Three members of Pussy Riot, a group of Russian feminist activists that has challenged the Kremlin, went on trial in Moscow Monday. Pussy Riot is a punk-rock collective that stages political impromptu performances all across Moscow, most recently an anti–Vladmir Putin demonstration inside a cathedral, an act which may now land the women in jail for up to seven years.

The trio have been charged with “hooliganism motivated by religious hatred or hostility” for their performance in February when they entered the Christ Saviour Cathedral, ascended the altar and called on the Virgin Mary to “throw Putin out!”

Reuters reports that conservative writers and church leaders have demanded harsh punishment, while civil rights groups say a long prison sentence would be out of proportion with the crime, and prove that Putin is determined to crush opposing voices.

The women deny that their performance was motivated by religious hatred.

Reuters:

Maria Alyokhina, 24, Nadezhda Tolokonnikova, 22, and Yekaterina Samutsevich, 29, were brought to Moscow’s Khamovniki court for Russia’s highest-profile trial since another opponent of Putin, former oil tycoon Mikhail Khodorkovsky, was convicted of embezzlement in 2010 in the same courtroom.

Supporters chanted “Girls, we’re with you!” and “Victory!” as the women, each handcuffed by the wrist to a female officer, were escorted from a police van into the courthouse.
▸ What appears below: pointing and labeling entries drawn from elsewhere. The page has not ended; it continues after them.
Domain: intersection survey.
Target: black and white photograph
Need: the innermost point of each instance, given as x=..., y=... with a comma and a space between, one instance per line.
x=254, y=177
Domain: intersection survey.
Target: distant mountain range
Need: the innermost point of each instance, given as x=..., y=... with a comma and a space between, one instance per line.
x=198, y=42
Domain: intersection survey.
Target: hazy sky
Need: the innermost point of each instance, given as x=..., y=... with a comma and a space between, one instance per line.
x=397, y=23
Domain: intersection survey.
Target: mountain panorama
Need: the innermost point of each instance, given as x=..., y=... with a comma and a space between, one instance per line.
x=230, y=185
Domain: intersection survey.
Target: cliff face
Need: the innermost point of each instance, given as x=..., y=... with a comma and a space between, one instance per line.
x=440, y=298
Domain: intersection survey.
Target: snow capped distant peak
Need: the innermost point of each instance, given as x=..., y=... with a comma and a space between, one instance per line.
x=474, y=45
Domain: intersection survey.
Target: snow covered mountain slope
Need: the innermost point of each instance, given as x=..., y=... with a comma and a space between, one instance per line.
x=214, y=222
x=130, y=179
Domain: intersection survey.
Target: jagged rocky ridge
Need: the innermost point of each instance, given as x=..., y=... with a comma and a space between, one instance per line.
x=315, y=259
The group’s members have consistently maintained that their protest was political and that they meant no harm to Christians.

“We did not want to offend anybody,” Tolokonnikova said from the same metal and clear-plastic courtroom cage where Khodorkovsky sat with his business partner during their trial.

“Our motives were exclusively political.”

Observers say the women look thinner and paler than they did when they were jailed in late February following a staged hunger strike in protest to the court limiting their time to study the prosecution’s case ahead of their trial.

“I have studied only two volumes out of the seven. What I have studied proves there is no case against me. I need more time to study the materials, because my life depends on it,” announced Tolokonnikova.

“I declare a hunger strike, because this is unlawful.”

“She looks like she has been on a long hunger strike,” Stanislav Samutsevich said of his daughter. “I think this is like an inquisition, like mockery.”

Samutsevich addressed the court in a statement and said their case marked “the start of a campaign of authoritarian, repressive measures aimed to…spread fear among political active citizens.”

One trial witness, Lyubov Sokologorskaya, who works at the cathedral and describes herself as a “profound believer,” insists only clerics are allowed on the church altar, and the defendants offended the faithful by exposing their shoulders, wearing short skirts and engaging in “aggressive” dance moves.

Pussy Riot sees themselves as an outlet for marginalized citizens disillusioned with Putin’s twelve years of dominance in the political arena.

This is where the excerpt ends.